DSL (digital subscriber line) Internet is one of the most accessible and used Internet connections in the country. It is also easy to set up and start browsing.
How it works
DSL connections are run through the phone lines in your home. This technology channels your Internet connection and phone service through the same wires. It uses a piece of equipment called a “splitter” to allow users to access both phone and Internet at the same time.
DSL once required customers to get phone service if they wanted Internet service as well. However, this is no longer a requirement. It is possible to subscribe solely to DSL Internet now. This is called Naked DSL.
DSL offers Internet speeds in a range of 1.5 to 40 Mbps on average. Your speed depends on the plan you sign up for, the devices you use, where you are located and the activities you do on the Internet.
Most DSL providers offer either a self-install option or professional install. The installation method you qualify for depends on your area, your plan and your provider. Because DSL works through phone lines, your home must have phone lines in order to set up Internet connection or you may need to get them installed.
For DSL, in most cases, lines are already set up so installation is easy. For self-installments, your provider will send you all the equipment and instructions you need in the mail. Then they will send someone out to activate your address as an active DSL customer. This lets their system know to provide you with their Internet connection.
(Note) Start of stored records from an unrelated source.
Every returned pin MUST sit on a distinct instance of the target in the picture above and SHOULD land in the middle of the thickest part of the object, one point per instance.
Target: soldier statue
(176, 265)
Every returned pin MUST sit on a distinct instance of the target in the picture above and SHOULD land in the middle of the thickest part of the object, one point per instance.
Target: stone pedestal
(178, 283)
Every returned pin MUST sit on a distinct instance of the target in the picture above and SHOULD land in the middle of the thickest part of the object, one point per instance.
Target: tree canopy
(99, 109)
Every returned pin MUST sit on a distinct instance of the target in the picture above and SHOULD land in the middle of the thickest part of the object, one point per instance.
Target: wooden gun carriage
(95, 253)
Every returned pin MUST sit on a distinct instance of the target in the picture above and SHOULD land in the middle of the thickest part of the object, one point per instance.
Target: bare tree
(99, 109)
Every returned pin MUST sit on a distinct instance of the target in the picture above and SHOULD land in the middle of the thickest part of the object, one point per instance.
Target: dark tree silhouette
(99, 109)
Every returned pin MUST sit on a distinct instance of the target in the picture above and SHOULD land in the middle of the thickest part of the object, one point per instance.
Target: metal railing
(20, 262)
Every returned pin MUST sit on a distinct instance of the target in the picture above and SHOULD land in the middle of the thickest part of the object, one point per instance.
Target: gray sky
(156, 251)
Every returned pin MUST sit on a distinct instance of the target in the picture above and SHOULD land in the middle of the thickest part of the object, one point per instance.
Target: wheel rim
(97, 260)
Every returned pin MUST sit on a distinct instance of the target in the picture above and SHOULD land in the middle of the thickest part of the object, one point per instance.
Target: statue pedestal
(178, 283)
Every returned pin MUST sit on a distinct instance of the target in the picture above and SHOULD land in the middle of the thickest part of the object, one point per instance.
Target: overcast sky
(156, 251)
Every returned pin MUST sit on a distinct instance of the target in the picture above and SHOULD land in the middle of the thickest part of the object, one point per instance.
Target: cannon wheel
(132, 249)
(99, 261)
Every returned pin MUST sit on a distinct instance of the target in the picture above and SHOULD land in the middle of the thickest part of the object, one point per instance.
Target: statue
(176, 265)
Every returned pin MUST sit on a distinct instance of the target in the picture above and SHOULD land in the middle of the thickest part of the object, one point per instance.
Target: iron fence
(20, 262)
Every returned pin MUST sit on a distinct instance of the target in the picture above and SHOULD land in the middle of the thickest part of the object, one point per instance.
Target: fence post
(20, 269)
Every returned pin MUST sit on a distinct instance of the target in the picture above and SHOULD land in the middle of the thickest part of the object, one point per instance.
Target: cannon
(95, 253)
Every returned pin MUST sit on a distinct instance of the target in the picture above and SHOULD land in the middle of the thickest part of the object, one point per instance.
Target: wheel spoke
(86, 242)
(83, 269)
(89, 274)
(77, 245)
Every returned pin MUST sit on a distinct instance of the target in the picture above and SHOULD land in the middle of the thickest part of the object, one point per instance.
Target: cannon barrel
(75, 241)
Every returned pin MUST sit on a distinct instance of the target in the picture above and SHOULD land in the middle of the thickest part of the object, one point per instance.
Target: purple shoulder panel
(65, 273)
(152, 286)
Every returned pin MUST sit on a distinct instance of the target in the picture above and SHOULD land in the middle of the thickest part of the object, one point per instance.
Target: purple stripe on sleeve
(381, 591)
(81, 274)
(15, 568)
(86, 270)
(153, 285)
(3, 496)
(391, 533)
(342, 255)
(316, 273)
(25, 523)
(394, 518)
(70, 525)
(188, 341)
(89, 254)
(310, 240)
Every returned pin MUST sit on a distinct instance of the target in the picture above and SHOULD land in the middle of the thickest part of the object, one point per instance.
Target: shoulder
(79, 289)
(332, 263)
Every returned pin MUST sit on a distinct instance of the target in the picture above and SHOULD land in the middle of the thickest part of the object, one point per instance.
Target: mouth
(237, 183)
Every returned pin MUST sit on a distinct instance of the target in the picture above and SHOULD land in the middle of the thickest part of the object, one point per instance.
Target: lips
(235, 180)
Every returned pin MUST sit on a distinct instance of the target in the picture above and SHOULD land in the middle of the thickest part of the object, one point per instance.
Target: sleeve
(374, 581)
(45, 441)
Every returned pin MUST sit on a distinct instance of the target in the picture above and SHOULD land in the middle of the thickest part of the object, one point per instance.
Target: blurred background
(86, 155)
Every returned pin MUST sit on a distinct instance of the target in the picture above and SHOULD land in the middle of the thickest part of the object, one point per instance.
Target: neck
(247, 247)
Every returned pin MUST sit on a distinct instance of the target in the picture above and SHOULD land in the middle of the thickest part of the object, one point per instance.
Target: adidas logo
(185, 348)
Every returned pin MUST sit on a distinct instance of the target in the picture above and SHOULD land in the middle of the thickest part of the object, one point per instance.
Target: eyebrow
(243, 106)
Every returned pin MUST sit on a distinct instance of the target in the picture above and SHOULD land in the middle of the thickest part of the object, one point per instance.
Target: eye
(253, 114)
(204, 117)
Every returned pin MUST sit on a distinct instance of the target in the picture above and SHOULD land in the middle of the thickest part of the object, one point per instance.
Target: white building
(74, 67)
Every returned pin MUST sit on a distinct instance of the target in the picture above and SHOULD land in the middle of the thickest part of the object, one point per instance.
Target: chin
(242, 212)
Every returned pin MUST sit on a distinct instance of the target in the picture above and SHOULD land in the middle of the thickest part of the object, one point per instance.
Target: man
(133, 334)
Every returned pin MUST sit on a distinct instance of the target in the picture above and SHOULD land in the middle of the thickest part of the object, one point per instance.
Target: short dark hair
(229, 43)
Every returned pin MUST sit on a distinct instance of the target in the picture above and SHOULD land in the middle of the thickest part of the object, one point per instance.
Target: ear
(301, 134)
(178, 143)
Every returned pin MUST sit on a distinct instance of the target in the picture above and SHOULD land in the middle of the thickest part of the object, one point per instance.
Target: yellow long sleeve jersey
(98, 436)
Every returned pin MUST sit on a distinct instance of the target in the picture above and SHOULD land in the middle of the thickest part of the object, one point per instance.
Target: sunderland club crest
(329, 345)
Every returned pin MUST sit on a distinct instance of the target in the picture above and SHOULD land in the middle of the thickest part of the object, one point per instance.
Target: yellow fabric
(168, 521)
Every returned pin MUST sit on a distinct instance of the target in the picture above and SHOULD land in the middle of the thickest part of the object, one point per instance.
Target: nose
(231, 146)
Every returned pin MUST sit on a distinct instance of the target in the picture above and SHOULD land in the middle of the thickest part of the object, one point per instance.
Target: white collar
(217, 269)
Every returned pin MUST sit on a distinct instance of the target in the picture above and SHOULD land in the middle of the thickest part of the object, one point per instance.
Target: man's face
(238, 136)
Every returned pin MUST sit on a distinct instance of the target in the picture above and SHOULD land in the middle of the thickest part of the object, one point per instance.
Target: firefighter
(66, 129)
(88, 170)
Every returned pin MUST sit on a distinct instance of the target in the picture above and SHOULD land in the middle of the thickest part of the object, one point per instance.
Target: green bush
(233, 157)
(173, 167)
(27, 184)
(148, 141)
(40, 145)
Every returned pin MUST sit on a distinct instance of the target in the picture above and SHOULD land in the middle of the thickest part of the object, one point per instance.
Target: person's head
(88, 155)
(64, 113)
You will need a modem and a router or a piece of equipment that works as both. The modem converts the Internet connection into usable Internet for your compatible devices. The router then emits the signal, allowing your devices to connect wirelessly.
You can set up Internet connection to your device either wirelessly or using an Ethernet cord. Wireless is good for mobile devices and connecting anywhere in the house. The Ethernet cable is good for consistent, smooth DSL connection that is used by only one device.